La vicenda è opportunamente ambientata ai tempi di Bartolomeo I della Scala, nel 1301-1304, a Verona, presumibilmente con l'intento di riferirsi al primo soggiorno di Dante a Verona dopo la condanna all'esilio. I nomi delle due fazioni ostili, Capelletti (fazione di Cremona[12], la grafia con una p è quella utilizzata da Da Porto[8]) e Montecchi, si ritrovano infatti nel canto VI, v.106, del Purgatorio. Non bisogna dimenticare inoltre che Da Porto aveva un contatto personale con la famiglia Montecchi. Essa infatti, cacciata da Verona nel 1325, si era stabilita a Udine dove era conosciuta con il nome di Monticoli e, all'epoca del soggiorno di Da Porto in Friuli, era una famiglia appartenente alla fazione di Antonio Savorgnan, zio di Da Porto.[13] Da Porto fa diretto riferimento a Nicolò e Giovanni Monticoli nella novella.
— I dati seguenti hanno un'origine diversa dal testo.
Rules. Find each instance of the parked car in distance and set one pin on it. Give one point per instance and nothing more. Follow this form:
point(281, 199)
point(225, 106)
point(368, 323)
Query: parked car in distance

Montorso Vicentino, una delle dimore dell'autore dopo le gravi ferite del Friuli, dista solo pochi chilometri da Montecchio Maggiore. Dalle finestre di villa Da Porto a Montorso la vista sulle maestose rocche scaligere di Montecchio, doveva apparire davvero suggestiva: è verosimile che tale immagine, di due castelli (ora chiamati Castelli di Romeo e Giulietta) quasi in contrapposizione tra loro, abbia rafforzato l'ideazione della novella, non fosse altro che per l'accostamento tra il nome di Montecchio e quello di Montecchi attribuito proprio dal Da Porto alla famiglia di Romeo, sebbene l'ambientazione letteraria sia stata comunque da sempre collocata nella città di Verona.
Altre teorie più recenti e documentate[14] danno invece al racconto un carattere più autobiografico, per cui dietro Romeo e Giulietta si celerebbero le figure di Luigi stesso e di sua cugina Lucina Savorgnan, implicati entrambi nelle vicende di faide tra Strumieri e Zamberlani che infiammavano il Friuli nel primo Cinquecento e che culminarono con la rivolta della Crudel Zobia Grassa. Sia Lucina che Luigi (e anche Francesco, che sposò Lucina) facevano parte di due rami ostili della famiglia Savorgnan. Dopo la morte del padre, "guardiano di Lucina" era diventato Girolamo Savorgnan, che era in pessimi rapporti con Antonio Savorgnan, lo zio di Luigi e Francesco. Il matrimonio tra Lucina e Francesco fu sancito dalla Serenissima proprio per porre fine alla faida.[15]
Ad avvalorare queste teorie ci sarebbero corrispondenze tra le cronache friulane e i particolari del racconto di Da Porto e alcuni dettagli che rispecchiano più la situazione urbanistica di Udine che non quella di Verona.[16]